La luce radente di un pomeriggio di ottobre mi accompagna lungo la strada sterrata che conduce all’azienda Nittardi. L’appuntamento è per il giorno dopo, ma Léon Femfert, che gestisce con i genitori l’azienda di famiglia, mi ha messo a disposizione una stanza dell’agriturismo per la notte.
Il paesaggio è fatto di vigne, uliveti e boschi che si alternano sulle colline, mentre ogni tanto tra le piante compare una scultura.
Leon mi aspetta in azienda; deve rientrare a Firenze, ma prima di andare mi lascia una delle sue bottiglie di Chianti. Dopodiché passo circa un’ora a setacciare l’appartamento in cerca di un cavatappi, che neanche la Digos in un covo delle BR. Niente, di un cavatappi neanche l’ombra.
Prima di ricevere la bottiglia non avevo assolutamente sete, ma adesso sento che non sopravviverò senza bere almeno un bicchiere di vino. Mentre cala la sera, cerco compulsivamente una soluzione su internet, ma tutte risultano essere molto cruente, e non mi va di essere ritrovato al mattino su una scena simile a quella di un delitto. Rinuncio, i miei panini andranno giù con l’acqua.

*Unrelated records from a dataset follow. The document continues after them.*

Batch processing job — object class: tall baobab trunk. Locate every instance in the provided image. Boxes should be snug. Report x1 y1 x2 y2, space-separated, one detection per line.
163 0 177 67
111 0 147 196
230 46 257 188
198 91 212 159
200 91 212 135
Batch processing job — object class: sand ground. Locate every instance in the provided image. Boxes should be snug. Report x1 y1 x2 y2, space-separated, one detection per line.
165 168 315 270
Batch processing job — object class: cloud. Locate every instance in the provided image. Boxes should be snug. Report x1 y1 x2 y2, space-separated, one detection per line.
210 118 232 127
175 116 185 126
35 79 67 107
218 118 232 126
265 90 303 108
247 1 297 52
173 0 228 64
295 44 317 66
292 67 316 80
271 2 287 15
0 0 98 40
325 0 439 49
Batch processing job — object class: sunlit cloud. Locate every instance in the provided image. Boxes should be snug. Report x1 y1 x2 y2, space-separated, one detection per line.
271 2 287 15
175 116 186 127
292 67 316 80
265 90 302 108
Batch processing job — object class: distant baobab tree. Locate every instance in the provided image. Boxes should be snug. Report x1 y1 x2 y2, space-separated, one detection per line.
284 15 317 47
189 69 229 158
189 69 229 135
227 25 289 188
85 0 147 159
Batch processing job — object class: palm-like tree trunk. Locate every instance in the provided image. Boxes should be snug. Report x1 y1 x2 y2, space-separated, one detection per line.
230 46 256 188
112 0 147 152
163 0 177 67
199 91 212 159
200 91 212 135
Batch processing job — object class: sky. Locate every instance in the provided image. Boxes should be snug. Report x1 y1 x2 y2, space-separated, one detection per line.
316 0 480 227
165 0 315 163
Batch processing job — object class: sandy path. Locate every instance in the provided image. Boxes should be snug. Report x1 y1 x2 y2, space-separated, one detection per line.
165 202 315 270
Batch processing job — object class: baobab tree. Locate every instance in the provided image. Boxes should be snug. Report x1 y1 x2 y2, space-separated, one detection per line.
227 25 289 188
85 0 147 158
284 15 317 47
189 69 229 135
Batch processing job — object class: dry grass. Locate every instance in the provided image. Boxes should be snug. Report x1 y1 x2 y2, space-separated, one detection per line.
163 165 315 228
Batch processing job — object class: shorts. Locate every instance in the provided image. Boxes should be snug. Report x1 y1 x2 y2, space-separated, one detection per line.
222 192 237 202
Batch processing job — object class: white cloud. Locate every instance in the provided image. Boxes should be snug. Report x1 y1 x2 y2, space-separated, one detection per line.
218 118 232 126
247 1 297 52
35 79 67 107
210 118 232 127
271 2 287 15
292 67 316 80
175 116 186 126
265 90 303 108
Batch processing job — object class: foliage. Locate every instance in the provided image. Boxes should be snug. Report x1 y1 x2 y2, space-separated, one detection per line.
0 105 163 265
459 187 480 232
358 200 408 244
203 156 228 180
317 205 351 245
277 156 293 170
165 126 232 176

Al mattino ho ritrovato la mia serenità, e con Léon passeggiamo per le vigne in cerca di spunti fotografici. Mi racconta della sua formazione in Germania, dell’arrivo in Italia nel 2006, degli studi filosofici a Firenze e dell’ingresso in azienda nel 2013. Ecco il suo racconto: ”Il primo documento che parli dell’azienda è del 1200, apparteneva ai monaci benedettini e il suo nome era Villa Nectar Dei, che nel tempo si trasformò in Nittardi. Fu acquistata nel 1549 da Michelangelo Buonarroti, che allora viveva a Roma, e affidò la produzione del vino al nipote Lionardo.
I miei la presero nel 1981, quando mia madre convinse mio padre, che ha una galleria d’arte a Francoforte, a tornare in Italia. Oggi siamo una piccola realtà nel Chianti Classico, a Castellina in Chianti, tra Firenze e Siena. Produciamo circa centomila bottiglie, tra questa azienda e quella in Maremma”.

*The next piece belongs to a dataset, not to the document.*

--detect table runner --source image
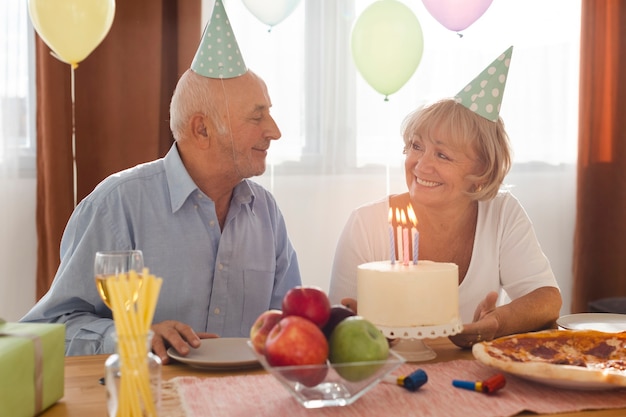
[165,360,626,417]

Mi occorrono foto anche delle vigne maremmane, e così Léon si sobbarca la fatica di portarmi fin là. Troviamo un paesaggio più aperto, ventoso, dove si avverte la presenza del mare.
Tornati alla base, ci fermiamo in sala degustazione per una breve video-intervista. Ci sono decine di quadri alle pareti, tutte firme importanti nel campo dell’arte. “Ogni anno chiediamo due opere ad un artista, una per l’etichetta di un vino, e l’altra per la carta che avvolge la bottiglia. Negli anni abbiamo avuto bottiglie firmate da artisti del calibro di Yoko Ono, Dario Fo, Günther Grass, Igor Mitoraj…”.
È stata una giornata molto intensa, Léon deve tornare a casa, io resto lì ancora una notte. E con un bicchiere di Chianti in mano, di fronte alle incantevoli colline toscane, mi perdo nei miei pensieri. Il più importante dei quali è: “Mai più senza un cavatappi in valigia!”.